Maury and classmates |
I returned home Thursday from an eleven-day visit to Laos.
The ostensible reason for the visit was to celebrate my great-niece's (Maury's) fifth birthday, along with her mother and her grandparents. Maury's mother took a job in Luang Prabang a few months ago, working for a non-profit organization that helps publicize and market locally woven fabrics. Maury therefore began school in Laos for the first time this fall. She's making a fine adjustment.
Maury's Big Five birthday was, as I say, the ostensible reason for my visit. The underlying reason, of course, was that I never turn down an excuse to travel somewhere. As I mentioned in an earlier blog, Maury's father and I visited Laos together seven years ago. I loved it, and was eager for this wonderful pretext for a return visit.

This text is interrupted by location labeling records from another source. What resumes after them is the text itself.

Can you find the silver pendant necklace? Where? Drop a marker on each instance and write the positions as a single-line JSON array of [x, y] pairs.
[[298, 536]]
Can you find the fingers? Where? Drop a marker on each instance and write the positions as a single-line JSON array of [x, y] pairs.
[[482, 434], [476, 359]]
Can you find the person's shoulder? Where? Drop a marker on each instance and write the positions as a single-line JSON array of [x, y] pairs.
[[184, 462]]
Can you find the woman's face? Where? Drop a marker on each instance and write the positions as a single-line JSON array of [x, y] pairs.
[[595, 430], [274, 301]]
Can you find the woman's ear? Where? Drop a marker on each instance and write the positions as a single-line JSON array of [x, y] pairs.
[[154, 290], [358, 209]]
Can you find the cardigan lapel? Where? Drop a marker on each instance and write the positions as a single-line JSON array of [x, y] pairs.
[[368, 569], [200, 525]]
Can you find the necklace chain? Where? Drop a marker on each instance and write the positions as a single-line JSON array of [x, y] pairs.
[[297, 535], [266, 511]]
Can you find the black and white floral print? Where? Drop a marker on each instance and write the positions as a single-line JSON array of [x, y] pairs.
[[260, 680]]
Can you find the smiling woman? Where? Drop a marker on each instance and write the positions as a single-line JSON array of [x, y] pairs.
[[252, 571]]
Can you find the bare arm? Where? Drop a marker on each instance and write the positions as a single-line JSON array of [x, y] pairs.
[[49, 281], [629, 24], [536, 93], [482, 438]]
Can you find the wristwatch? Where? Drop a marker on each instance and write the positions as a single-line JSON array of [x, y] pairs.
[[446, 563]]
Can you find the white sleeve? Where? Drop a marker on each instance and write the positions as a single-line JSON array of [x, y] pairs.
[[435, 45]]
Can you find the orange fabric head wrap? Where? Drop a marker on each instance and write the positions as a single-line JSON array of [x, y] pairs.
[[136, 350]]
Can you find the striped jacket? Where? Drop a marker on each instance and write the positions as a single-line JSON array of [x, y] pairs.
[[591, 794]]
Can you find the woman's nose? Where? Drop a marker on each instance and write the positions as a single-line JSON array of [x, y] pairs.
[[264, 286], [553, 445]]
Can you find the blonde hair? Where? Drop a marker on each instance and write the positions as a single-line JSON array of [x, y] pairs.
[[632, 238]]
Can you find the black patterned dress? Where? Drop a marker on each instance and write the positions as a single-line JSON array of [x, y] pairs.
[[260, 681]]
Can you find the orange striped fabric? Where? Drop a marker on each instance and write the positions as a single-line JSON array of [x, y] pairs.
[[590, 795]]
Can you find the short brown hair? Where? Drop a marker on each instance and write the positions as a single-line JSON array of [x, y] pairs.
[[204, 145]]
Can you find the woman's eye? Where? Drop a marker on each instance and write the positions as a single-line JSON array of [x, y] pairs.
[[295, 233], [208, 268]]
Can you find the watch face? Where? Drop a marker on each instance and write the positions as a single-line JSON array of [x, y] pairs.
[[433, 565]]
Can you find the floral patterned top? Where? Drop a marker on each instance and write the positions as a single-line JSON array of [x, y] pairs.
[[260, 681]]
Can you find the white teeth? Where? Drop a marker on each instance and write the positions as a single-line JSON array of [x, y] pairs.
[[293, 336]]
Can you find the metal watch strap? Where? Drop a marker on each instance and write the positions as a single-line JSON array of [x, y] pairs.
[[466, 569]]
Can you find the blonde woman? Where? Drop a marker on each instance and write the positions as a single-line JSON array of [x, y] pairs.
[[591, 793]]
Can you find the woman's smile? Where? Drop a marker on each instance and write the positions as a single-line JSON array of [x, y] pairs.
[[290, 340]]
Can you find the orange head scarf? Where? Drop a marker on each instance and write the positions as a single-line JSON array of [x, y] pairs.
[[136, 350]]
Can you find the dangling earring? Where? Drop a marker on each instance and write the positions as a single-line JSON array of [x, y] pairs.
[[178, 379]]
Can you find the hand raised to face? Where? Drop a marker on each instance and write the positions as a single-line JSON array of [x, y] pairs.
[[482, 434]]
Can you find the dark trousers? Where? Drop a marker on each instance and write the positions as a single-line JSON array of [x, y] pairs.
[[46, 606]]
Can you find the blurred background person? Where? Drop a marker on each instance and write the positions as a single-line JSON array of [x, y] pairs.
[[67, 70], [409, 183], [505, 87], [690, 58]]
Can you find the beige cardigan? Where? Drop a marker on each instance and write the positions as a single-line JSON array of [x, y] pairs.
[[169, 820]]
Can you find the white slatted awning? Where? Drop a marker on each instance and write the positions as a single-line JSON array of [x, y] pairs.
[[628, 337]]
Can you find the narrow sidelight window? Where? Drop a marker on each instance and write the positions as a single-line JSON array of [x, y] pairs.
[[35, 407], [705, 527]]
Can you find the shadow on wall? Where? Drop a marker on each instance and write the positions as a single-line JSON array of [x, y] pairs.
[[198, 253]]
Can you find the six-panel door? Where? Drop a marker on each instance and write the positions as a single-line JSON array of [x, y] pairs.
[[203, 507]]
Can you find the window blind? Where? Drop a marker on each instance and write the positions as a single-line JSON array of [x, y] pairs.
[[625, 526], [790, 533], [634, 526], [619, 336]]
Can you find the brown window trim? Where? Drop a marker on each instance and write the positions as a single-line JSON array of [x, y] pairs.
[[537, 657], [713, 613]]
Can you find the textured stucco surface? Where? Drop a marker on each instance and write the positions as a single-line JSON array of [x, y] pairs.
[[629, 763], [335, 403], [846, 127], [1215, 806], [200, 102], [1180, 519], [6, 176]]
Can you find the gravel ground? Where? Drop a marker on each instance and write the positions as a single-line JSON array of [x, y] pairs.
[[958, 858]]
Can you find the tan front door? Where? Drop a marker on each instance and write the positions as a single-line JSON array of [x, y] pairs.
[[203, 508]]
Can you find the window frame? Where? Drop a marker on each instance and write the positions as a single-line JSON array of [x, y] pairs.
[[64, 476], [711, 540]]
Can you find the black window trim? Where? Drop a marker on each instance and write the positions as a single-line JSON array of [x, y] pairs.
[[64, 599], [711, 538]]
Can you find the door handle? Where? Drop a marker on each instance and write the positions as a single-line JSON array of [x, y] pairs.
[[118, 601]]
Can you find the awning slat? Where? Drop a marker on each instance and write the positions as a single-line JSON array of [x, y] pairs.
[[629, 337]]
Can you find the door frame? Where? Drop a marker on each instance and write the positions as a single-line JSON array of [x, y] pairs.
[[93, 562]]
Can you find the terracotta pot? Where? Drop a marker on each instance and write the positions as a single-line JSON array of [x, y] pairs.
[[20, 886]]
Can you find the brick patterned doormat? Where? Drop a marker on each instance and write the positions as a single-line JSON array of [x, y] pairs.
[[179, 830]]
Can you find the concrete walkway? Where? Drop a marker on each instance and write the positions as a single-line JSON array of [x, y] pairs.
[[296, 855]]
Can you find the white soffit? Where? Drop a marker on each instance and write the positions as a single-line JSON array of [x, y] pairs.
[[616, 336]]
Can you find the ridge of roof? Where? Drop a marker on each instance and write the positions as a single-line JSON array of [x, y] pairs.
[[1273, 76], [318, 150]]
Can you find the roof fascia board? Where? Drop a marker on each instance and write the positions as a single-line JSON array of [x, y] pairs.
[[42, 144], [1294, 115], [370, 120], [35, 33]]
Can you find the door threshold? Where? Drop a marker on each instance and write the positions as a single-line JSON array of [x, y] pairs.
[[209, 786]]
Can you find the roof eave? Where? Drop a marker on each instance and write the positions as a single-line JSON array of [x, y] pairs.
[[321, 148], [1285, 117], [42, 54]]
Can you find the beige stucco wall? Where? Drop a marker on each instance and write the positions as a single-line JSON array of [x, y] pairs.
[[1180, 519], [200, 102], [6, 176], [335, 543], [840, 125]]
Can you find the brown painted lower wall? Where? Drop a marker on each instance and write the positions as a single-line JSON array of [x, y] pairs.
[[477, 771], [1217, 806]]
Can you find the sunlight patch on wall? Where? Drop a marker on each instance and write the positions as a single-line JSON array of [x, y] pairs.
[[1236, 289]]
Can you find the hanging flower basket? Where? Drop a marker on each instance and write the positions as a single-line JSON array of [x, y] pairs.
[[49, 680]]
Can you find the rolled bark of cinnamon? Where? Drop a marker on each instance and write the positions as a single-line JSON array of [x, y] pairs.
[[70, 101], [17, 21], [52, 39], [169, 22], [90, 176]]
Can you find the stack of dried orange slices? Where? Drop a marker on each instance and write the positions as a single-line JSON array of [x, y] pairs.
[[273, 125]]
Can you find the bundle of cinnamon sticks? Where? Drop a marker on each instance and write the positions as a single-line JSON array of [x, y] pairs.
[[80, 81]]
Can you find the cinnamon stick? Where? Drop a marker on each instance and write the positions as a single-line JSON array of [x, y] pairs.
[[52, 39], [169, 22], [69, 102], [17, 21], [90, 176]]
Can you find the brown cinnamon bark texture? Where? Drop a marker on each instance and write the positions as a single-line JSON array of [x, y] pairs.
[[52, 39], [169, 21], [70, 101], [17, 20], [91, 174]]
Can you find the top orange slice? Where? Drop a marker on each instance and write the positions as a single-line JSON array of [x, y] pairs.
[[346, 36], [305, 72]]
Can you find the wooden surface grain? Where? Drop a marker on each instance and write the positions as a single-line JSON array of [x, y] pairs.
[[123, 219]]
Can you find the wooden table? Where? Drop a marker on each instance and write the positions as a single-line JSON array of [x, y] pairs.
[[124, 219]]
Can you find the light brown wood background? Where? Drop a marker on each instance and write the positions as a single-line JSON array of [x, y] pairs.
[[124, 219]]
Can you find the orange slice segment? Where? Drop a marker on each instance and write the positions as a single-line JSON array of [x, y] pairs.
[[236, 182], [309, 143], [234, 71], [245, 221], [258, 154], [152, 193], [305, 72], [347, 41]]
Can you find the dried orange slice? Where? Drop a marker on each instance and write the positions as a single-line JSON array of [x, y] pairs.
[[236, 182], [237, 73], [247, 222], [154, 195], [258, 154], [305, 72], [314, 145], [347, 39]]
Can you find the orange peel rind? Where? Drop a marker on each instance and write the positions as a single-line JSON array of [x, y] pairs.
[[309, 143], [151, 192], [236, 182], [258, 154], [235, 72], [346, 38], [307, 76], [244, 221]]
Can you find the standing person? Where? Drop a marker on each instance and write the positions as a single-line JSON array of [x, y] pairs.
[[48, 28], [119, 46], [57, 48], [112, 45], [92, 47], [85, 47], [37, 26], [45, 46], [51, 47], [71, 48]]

Getting there isn't necessarily half the fun. It's a 13-hour flight from Seattle to Seoul, and another eight hours from Seoul to Bangkok. After arrival in Bangkok at 11 p.m., it was a relief to get a short night's sleep at the airport hotel, before continuing for another two hours to Luang Prabang. Coming home simply reversed that process, with the addition of an eight-hour layover in Bangkok, and a 13-hour layover in Seoul. I was exhausted on arrival home, of course -- but in pretty good shape and on adrenaline when I arrived in Laos.
We stayed at a beautiful, small hotel overlooking the confluence of the Mekong and Nam Khan rivers. The view of the small boats passing by from my balcony was always entertaining, as were the views from the outdoor café across the street where the hotel served our breakfast. The weather was tropically warm, but quite moderate in the early morning and late evening. Conditions were well nigh idyllic.
The "ancient" section of Luang Prabang is a long peninsula between the two temporarily parallel rivers. Only four streets run the length of the peninsula, interrupted at one point by Mt. Phousi, a sacred hill with a famous shrine on the summit. The old city contains about 34 "wats," or temples, but is largely given over otherwise to the needs of tourists. The commercialism is there, but is always tasteful and never really blatant -- largely, no doubt, because the city is protected as a UNESCO-designated cultural site. UNESCO imposes strict rules on how each building is used and how, if it all, it can be modified. Local officials seem somewhat concerned that their city is being held back as a museum, but with tourism the major source of income, their protests are muted.
The entire old city is easily walkable from one end to the other. When we went beyond this peninsular core, we traveled by tuk tuk -- small trucks used as taxis. Aside from tuk tuks, virtually all the motorized traffic is by motor scooter.
We hung out with Maury and her mother, and attended birthday parties for Maury at her school and at a hotel outside the central area. We spent a lot of time walking, drinking in riverside watering holes and eating in riverside cafés, and visiting temples. Photographic opportunities were everywhere. We made a couple of excursions out of town -- to the Pak Ou caves, two hours up the Mekong by small water taxi; and the Kuang Si waterfall, about an hour ride by tuk tuk.
I spent only eight nights in Luang Prabang, which is a short visit for such a long journey -- but felt as though I'd been there long enough to have a good acquaintance with the city. The Lao seem to be a happy people. The service everywhere was relaxed and friendly -- friendly even beyond the friendliness normally dictated by good customer relationships.
I left Luang Prabang (or LP, as now I familiarly call it) feeling relaxed and pleased with my visit. I'm quite sure I'll be back.